Para quem vive a praxe, mas também para quem a observa de fora, a frase que dá nome ao título deste artigo é familiar. Talvez já a tenham ouvido por aí nos corredores da universidade ou enquanto passeavam junto às praxes ou mesmo até quando estavam inseridos num ambiente praxístico.
Normalmente, surge em contextos de irregularidade ou de solidariedade para com os pares: seja pelo incumprimento de ordens superiores, seja porque um caloiro está sozinho a cumprir um exercício ou, ainda, porque o grupo é penalizado pelo erro de um elemento — é precisamente neste ponto que quero que te foques.
Num ambiente de praxe como o da UTAD — nomeadamente do curso de Ciências da Comunicação do qual falo com conhecimento de causa —, quando estas situações acontecem, é comum o grupo “pagar” pelo erro de um elemento. A forma de pagamento traduz-se na realização de um pouco de atividade física ao ar livre ao mesmo tempo que se diz, em voz bem audível: “Obrigado, partner João (por exemplo)”.
Importa notar que, neste contexto, o termo partner equivale ao uso de “camarada” ou “companheiro” noutras situações sociais. É uma das designações que os caloiros usam entre si e que funciona como um símbolo imediato de camaradagem e união.
Não estou aqui para dissertar sobre a praxe, mas antes para pegar nesta ideia que está recorrentemente no ambiente praxístico e elevá-la ao patamar do mundo em que vivemos — pelo erro de um, pagam todos. É assim que acontece na praxe.
A pergunta que se impõe é esta: “Será justo eu pagar por um erro que não cometi?” Podes afirmar, categoricamente, que não, que não é justo, uma vez que não fui eu que realizei a ação e, por isso, não posso ser responsável por algo que não fiz. Pegando no exemplo da praxe, é exatamente o contrário do que acontece: sou penalizado mesmo não tendo nenhuma relação aparente com o que se passou.

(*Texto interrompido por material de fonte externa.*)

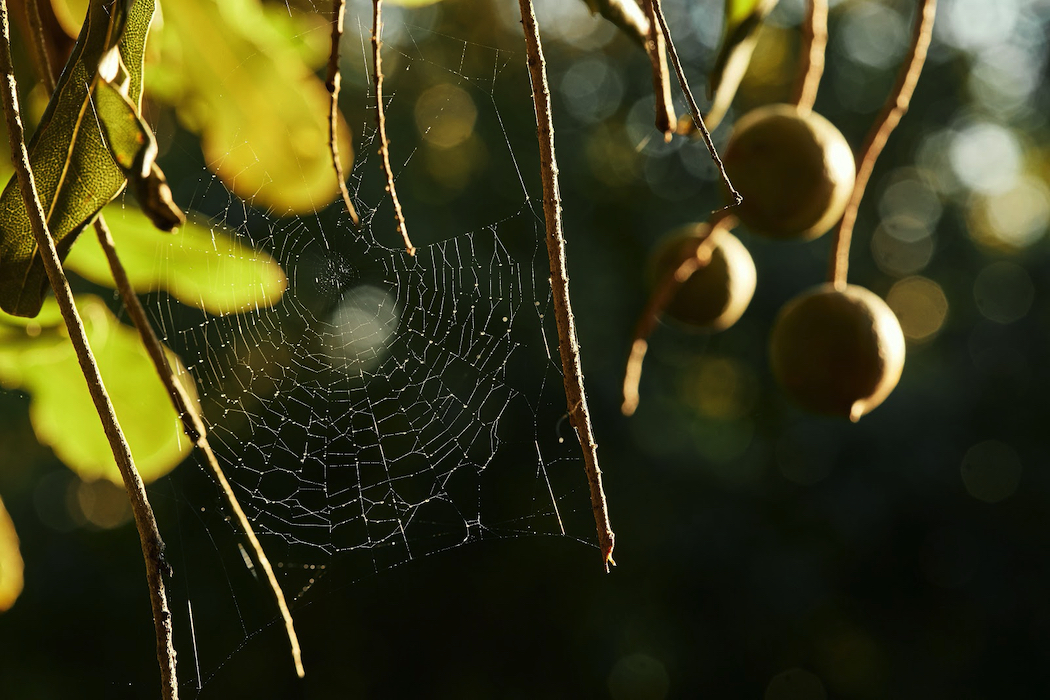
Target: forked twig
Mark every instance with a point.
(662, 295)
(384, 150)
(149, 536)
(568, 346)
(895, 108)
(655, 47)
(812, 58)
(333, 82)
(194, 428)
(697, 118)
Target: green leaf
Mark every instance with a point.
(61, 409)
(201, 266)
(76, 175)
(742, 18)
(11, 561)
(133, 148)
(237, 80)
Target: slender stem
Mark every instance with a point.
(149, 535)
(666, 119)
(662, 295)
(193, 426)
(333, 83)
(626, 15)
(40, 43)
(384, 146)
(812, 59)
(568, 346)
(697, 118)
(895, 108)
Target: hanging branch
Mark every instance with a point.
(811, 65)
(666, 119)
(626, 15)
(697, 118)
(662, 295)
(149, 536)
(384, 147)
(895, 108)
(568, 346)
(333, 82)
(193, 426)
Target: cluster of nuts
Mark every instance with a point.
(835, 349)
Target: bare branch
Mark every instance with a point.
(384, 147)
(568, 346)
(333, 82)
(662, 295)
(812, 59)
(895, 108)
(149, 536)
(697, 118)
(666, 119)
(193, 426)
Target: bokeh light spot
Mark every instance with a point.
(986, 157)
(445, 115)
(920, 305)
(1013, 218)
(900, 249)
(991, 471)
(592, 89)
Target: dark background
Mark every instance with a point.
(761, 551)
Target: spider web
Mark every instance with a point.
(390, 406)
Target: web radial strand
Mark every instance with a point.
(393, 406)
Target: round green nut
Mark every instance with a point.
(837, 352)
(794, 170)
(715, 295)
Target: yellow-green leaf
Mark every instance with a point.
(75, 173)
(261, 112)
(61, 410)
(742, 18)
(11, 561)
(202, 266)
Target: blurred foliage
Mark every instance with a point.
(761, 550)
(11, 561)
(69, 153)
(243, 78)
(36, 357)
(206, 267)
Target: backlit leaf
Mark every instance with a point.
(43, 364)
(75, 173)
(11, 561)
(201, 266)
(236, 79)
(742, 18)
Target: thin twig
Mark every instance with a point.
(568, 346)
(149, 535)
(384, 146)
(193, 426)
(663, 293)
(40, 43)
(666, 119)
(626, 15)
(895, 108)
(812, 58)
(333, 83)
(697, 118)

Bom, a verdade é que podemos ser, sim, responsáveis por aquilo que não fizemos. Hans Jonas, o filósofo alemão do século XX, no seu livro “O princípio da responsabilidade — Ensaio de uma ética para uma civilização tecnológica”, apresenta-nos o conceito de responsabilidade elevado ao mais alto nível.

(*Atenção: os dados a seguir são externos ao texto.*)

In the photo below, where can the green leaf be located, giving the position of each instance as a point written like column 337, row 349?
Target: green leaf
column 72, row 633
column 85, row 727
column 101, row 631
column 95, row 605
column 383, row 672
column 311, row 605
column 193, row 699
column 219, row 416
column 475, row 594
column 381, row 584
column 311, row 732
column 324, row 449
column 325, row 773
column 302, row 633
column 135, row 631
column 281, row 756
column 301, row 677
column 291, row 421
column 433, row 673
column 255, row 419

Reparem, o conceito de responsabilidade deriva do latim responsabilis, que, por sua vez, provém do verbo respondere, ou seja, sou obrigado a responder pelos meus próprios atos ou pelos de terceiros. E, Hans Jonas, num mundo onde a técnica e a tecnologia não param de evoluir, propõe que olhemos para este mundo através de uma outra dimensão ética: eu sou responsável não só pelos meus atos, mas também pelos atos dos outros.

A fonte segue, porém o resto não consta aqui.